Reputation: 381
I have a String:
String s = "12 text var2 14 8v 1";
I need to get only numbers from this string like:
12 14 1.
But I don't need words like:
var2 and 8v.c
I tried this:
str = str.replaceAll("[^\\d.]", "");`
Upvotes: 0
Views: 1888
Reputation: 2664
You can use the Scanner
class to scan every word in the sentence and a method that you pass each word and checks if its a number or not.
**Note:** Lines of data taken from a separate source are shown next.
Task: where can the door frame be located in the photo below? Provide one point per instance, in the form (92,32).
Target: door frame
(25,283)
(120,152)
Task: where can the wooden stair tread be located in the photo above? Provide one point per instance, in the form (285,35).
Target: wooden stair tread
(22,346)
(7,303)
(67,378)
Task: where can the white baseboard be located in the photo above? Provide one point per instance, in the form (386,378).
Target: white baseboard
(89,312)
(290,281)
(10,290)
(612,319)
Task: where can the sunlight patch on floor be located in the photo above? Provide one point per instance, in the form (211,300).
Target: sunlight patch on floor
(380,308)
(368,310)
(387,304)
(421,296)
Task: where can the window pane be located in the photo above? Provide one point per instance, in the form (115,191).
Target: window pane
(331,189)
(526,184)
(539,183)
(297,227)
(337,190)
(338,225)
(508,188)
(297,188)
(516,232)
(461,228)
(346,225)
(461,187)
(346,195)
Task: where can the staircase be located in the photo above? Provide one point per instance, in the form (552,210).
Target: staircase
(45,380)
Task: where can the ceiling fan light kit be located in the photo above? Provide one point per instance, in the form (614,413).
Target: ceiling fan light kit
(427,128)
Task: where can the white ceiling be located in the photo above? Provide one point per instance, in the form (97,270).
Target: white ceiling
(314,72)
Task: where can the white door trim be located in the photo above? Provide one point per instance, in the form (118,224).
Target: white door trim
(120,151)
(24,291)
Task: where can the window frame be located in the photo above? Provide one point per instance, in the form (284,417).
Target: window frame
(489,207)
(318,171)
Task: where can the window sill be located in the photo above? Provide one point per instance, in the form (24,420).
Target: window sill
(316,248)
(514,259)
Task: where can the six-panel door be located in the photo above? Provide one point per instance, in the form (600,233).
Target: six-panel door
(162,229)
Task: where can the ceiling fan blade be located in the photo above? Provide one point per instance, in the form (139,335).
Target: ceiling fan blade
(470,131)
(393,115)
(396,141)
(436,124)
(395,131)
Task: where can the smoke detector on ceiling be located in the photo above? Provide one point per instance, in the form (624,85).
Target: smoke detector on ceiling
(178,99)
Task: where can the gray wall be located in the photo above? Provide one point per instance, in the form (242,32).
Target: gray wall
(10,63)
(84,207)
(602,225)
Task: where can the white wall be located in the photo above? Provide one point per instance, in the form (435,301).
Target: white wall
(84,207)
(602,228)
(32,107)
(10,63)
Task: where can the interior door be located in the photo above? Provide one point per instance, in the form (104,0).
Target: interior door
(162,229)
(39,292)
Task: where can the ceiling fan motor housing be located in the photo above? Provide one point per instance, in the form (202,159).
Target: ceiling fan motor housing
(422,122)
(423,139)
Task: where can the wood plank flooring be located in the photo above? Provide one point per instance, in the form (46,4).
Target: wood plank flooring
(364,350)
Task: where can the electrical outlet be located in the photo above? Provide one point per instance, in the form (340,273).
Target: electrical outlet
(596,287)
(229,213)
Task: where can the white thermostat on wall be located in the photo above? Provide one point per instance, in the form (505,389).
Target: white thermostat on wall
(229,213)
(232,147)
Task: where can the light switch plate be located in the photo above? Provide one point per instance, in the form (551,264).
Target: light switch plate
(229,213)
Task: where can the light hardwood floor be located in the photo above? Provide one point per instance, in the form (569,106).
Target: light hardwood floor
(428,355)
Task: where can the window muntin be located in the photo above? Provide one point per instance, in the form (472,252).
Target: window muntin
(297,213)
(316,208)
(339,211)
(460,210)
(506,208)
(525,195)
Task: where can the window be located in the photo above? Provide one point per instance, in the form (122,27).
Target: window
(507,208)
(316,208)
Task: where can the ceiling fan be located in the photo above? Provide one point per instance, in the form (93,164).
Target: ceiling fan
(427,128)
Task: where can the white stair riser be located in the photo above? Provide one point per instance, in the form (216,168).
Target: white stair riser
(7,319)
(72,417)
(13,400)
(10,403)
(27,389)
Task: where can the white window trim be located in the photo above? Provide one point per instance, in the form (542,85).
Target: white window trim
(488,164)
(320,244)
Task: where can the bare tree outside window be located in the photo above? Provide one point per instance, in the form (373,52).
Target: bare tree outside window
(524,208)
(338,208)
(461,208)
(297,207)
static boolean isNumber(String a){
try{
int x = Integer.parseInt(a);
}catch(NumberFormatException e){
return false; // if it attempts to parse an int from a String like "text" etc..
}
return true; // if int was successfully parsed
}
public static void main(String[] args){
String s = "12 text var2 14 8v 1";
Scanner in = new Scanner(s);
String result = "";
while(in.hasNext()){ //scan every word
String a = in.next();
if(isNumber(a)) //check if number
result += a + " "; //add only if its number
}
result = result.substring(0, result.length() - 1);//do this to remove the last " "(space) added inside the loop
}
System.out.println(result);
will print: "12 14 1"
Upvotes: 0
Reputation: 48404
If you really want to use String.replaceAll
for this, there's a workaround:
// | one or more non-digits
// | | followed by one or more digits
// | | | followed by one or more non-digits
// | | | | or the end of the input
// | | | | | replace with single white space
s.replaceAll("\\D+\\d+(\\D+|$)", " ");
Output
12 14 1
However, this solution is ugly and might break with different inputs.
I recommend you parse for positives instead, and gather by iterating over input.
Something in the lines of:
// | word boundary
// | | one or more digits
// | | | word boundary
Pattern p = Pattern.compile("\\b\\d+\\b");
Upvotes: 2
Reputation: 1382
Try this regex:
([0-9]*[^0-9\s]+[0-9]*\s*)
Here all strings that have(or have not) digit at begining [0-9]*
that is followed by one or more non-digit character [^0-9\s]+
and then have (or have not) a digit and space [0-9]*\s*
are found.
It will find all characters but numbers. It works for all kind of characters - also special characters.
Using it this way would result in what you need:
String myString = "12 text var2 14 8v 1";
myString = myString.replaceAll("([0-9]*[^0-9\\s]+[0-9]*\\s*)", "");
System.out.println(myString);
Output:
12 14 1
Upvotes: -1
Reputation: 109
Other Solution with Guava
And Apache Common
String s = "12 text var2 14 8v 1";
Iterable<String> split = Splitter.on(CharMatcher.BREAKING_WHITESPACE).split(s);
for (String string : split) {
boolean isNumber = StringUtils.isNumber(string);
if(isNumber) {
System.out.println(string);
}
}
// Result -- 12 14 1
Upvotes: 0
Reputation: 1074266
The key here is word boundaries (\b
). This seems to work:
String s = "x4 12 text var2 14 8v 1 1a";
s = s.replaceAll("\\b[\\d.]*[^ \\d.]+[\\d.]*\\b", "").replaceAll(" +", " ").trim();
System.out.println(s); // "12 14 1"
What that does is look for word boundaries on either side of anything that has at least one non-digit, non-decimal-point, non-space in it, and removes the entire match. You may need to add more that just spaces to the negated character class in the middle, depending on your input. Then I trim extraneous spaces.